## Preprocessing

here's what we are going to do:
   1) import packages. <br>
   2) read MovieLens-1m dataset.
   3) fix userId and MovieId. we will also delete timestamp column.
   4) change the dataset into the implicit dataset. here we use both positive and negative feedback with threshold=3.
   5) split our dataset into train and validation sets.
   6) change our train dataset (triplets of userId, movieId, and rating) into an interaction matrix. why? because some of the methods will use an interaction matrix for training.
   7) for some of the methods we also need to add another column to our triplet dataset which is the movieId that the user with userId doesn't have interaction with. we will call it negativeId.<br>

so in the end, we have 3 datasets:
   * interaction matrix R which will be saved as a sparse matrix.
   * quadruplet dataset which will be saved as pandas dataframe.
   * validation dataset which also will be saved as pandas dataframe.<br>

you can download various versions of the MovieLens dataset from here: https://grouplens.org/datasets/movielens/

### Import Packages

In [1]:
import pandas as pd
import numpy as np
from sklearn.model_selection import train_test_split
import os
from sklearn.preprocessing import LabelEncoder
from scipy.sparse import csr_array,load_npz
from scipy import sparse
from torch_geometric.utils import negative_sampling
import torch
from tqdm import tqdm

### Read Dataset

In [2]:
DATA_PATH = os.getcwd() + "\\ml-1m\\ratings.dat"

In [3]:
df = pd.read_csv(DATA_PATH,sep='::',names=['userId','movieId','rating','timestamp'])
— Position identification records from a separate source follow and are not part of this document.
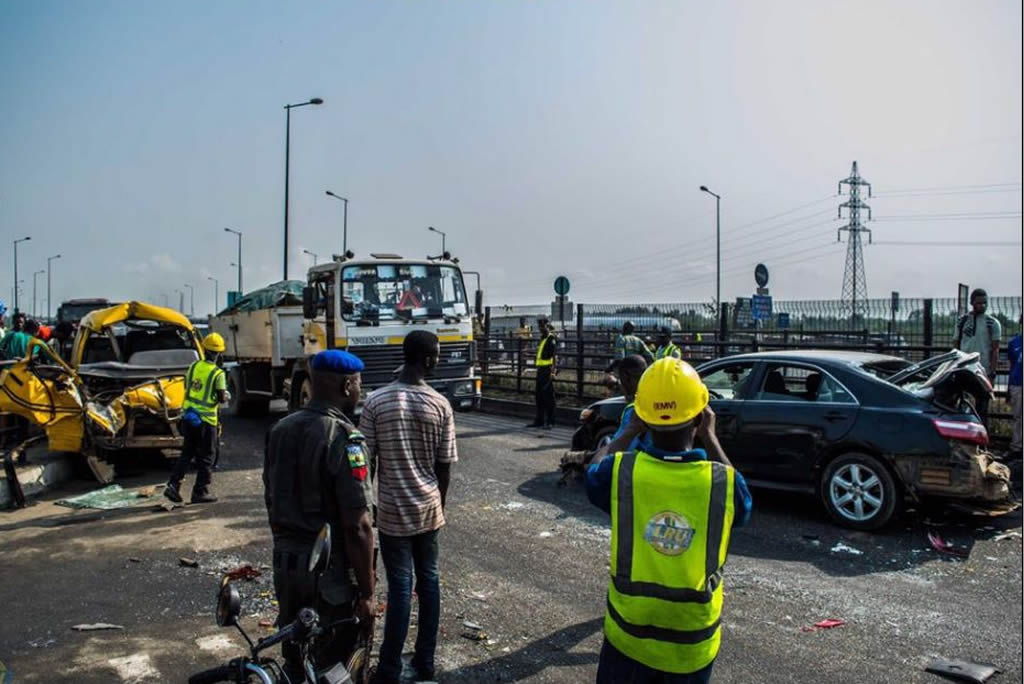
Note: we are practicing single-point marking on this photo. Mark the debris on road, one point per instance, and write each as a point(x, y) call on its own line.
point(962, 671)
point(107, 499)
point(843, 548)
point(824, 625)
point(945, 547)
point(96, 627)
point(247, 572)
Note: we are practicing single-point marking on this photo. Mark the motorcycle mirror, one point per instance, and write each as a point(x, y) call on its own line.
point(320, 557)
point(228, 604)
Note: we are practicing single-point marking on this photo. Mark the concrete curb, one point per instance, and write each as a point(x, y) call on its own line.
point(563, 416)
point(44, 471)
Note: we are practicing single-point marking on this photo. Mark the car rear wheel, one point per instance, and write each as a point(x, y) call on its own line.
point(858, 492)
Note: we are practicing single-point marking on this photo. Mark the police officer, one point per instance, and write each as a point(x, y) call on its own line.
point(544, 388)
point(206, 388)
point(316, 471)
point(672, 512)
point(666, 347)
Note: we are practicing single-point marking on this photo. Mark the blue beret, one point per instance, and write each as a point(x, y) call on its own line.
point(336, 360)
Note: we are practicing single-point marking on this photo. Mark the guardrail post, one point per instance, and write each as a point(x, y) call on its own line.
point(928, 327)
point(723, 332)
point(518, 365)
point(580, 351)
point(486, 341)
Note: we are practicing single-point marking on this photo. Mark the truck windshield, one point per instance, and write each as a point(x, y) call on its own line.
point(388, 292)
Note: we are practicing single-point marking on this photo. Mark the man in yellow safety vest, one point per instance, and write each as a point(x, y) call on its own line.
point(544, 389)
point(672, 513)
point(206, 388)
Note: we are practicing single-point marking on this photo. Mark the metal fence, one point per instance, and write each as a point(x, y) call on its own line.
point(913, 330)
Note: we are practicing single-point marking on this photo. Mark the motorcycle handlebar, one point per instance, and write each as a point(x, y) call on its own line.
point(224, 673)
point(274, 639)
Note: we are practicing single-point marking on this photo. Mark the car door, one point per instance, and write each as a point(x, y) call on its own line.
point(797, 412)
point(727, 384)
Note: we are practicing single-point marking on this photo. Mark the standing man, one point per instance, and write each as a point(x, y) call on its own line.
point(666, 347)
point(410, 430)
point(980, 332)
point(628, 343)
point(315, 472)
point(672, 514)
point(206, 388)
point(1014, 354)
point(544, 385)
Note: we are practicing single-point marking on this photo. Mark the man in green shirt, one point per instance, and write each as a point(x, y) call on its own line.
point(980, 332)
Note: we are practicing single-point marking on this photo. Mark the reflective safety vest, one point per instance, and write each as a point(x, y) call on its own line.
point(669, 350)
point(200, 394)
point(669, 544)
point(541, 362)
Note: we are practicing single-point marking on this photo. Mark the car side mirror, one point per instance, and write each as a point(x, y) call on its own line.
point(309, 303)
point(228, 604)
point(320, 557)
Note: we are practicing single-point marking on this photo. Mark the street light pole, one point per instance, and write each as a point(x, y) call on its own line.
point(35, 286)
point(239, 264)
point(49, 260)
point(288, 144)
point(718, 254)
point(344, 233)
point(441, 233)
point(216, 293)
point(22, 240)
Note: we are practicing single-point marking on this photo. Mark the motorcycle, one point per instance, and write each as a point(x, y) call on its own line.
point(304, 631)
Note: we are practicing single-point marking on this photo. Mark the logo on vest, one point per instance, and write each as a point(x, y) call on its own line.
point(669, 532)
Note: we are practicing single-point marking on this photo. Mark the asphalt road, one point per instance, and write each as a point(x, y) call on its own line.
point(521, 558)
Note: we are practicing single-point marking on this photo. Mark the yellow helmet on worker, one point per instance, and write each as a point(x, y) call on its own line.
point(213, 342)
point(670, 394)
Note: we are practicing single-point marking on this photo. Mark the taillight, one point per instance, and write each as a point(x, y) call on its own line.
point(970, 432)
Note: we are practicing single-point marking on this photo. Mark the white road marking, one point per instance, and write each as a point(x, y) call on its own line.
point(135, 668)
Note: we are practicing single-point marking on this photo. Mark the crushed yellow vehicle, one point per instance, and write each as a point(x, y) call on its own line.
point(123, 388)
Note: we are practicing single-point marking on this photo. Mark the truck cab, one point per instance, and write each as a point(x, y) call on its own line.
point(367, 307)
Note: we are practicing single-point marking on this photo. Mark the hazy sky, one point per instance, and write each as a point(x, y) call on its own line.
point(545, 137)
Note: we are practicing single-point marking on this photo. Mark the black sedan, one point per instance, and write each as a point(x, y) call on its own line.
point(866, 433)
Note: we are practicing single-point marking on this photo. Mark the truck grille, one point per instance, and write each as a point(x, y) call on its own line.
point(383, 360)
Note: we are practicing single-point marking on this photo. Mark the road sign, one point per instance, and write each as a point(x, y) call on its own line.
point(561, 286)
point(761, 307)
point(761, 274)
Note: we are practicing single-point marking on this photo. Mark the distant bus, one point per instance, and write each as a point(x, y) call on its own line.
point(74, 310)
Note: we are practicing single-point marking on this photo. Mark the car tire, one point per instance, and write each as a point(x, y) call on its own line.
point(859, 492)
point(242, 405)
point(603, 436)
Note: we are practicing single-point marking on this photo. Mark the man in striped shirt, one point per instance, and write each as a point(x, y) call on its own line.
point(410, 430)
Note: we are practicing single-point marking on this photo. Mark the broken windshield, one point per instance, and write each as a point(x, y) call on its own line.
point(389, 292)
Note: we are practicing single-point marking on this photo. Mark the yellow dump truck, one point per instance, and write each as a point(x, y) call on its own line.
point(122, 389)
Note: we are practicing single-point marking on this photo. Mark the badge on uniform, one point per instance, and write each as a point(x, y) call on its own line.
point(356, 461)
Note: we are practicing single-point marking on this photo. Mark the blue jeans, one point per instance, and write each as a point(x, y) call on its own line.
point(617, 668)
point(402, 557)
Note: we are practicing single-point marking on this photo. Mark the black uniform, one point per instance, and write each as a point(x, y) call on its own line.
point(315, 465)
point(545, 387)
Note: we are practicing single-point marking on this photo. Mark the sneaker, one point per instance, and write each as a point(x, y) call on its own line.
point(171, 493)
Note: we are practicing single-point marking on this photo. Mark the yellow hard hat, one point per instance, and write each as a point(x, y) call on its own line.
point(213, 342)
point(670, 394)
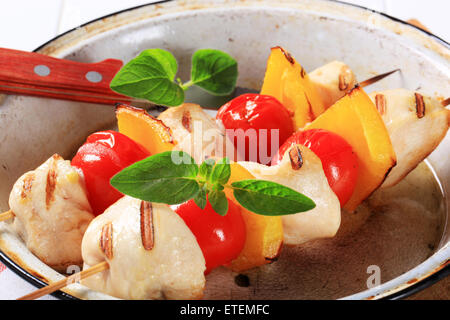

  df = pd.read_csv(DATA_PATH,sep='::',names=['userId','movieId','rating','timestamp'])


In [4]:
df

Unnamed: 0,userId,movieId,rating,timestamp
0,1,1193,5,978300760
1,1,661,3,978302109
2,1,914,3,978301968
3,1,3408,4,978300275
4,1,2355,5,978824291
...,...,...,...,...
1000204,6040,1091,1,956716541
1000205,6040,1094,5,956704887
1000206,6040,562,5,956704746
1000207,6040,1096,4,956715648


### Fixing userId and MovieId

In [5]:
user_label_encoder = LabelEncoder()
movie_label_encoder = LabelEncoder()

In [6]:
df.userId = user_label_encoder.fit_transform(df.userId.values)
df.movieId = movie_label_encoder.fit_transform(df.movieId.values)

In [7]:
n_users = np.unique(df.userId.values).shape[0]
n_movies = np.unique(df.movieId.values).shape[0] 

In [8]:
df.drop(columns=['timestamp'],inplace=True)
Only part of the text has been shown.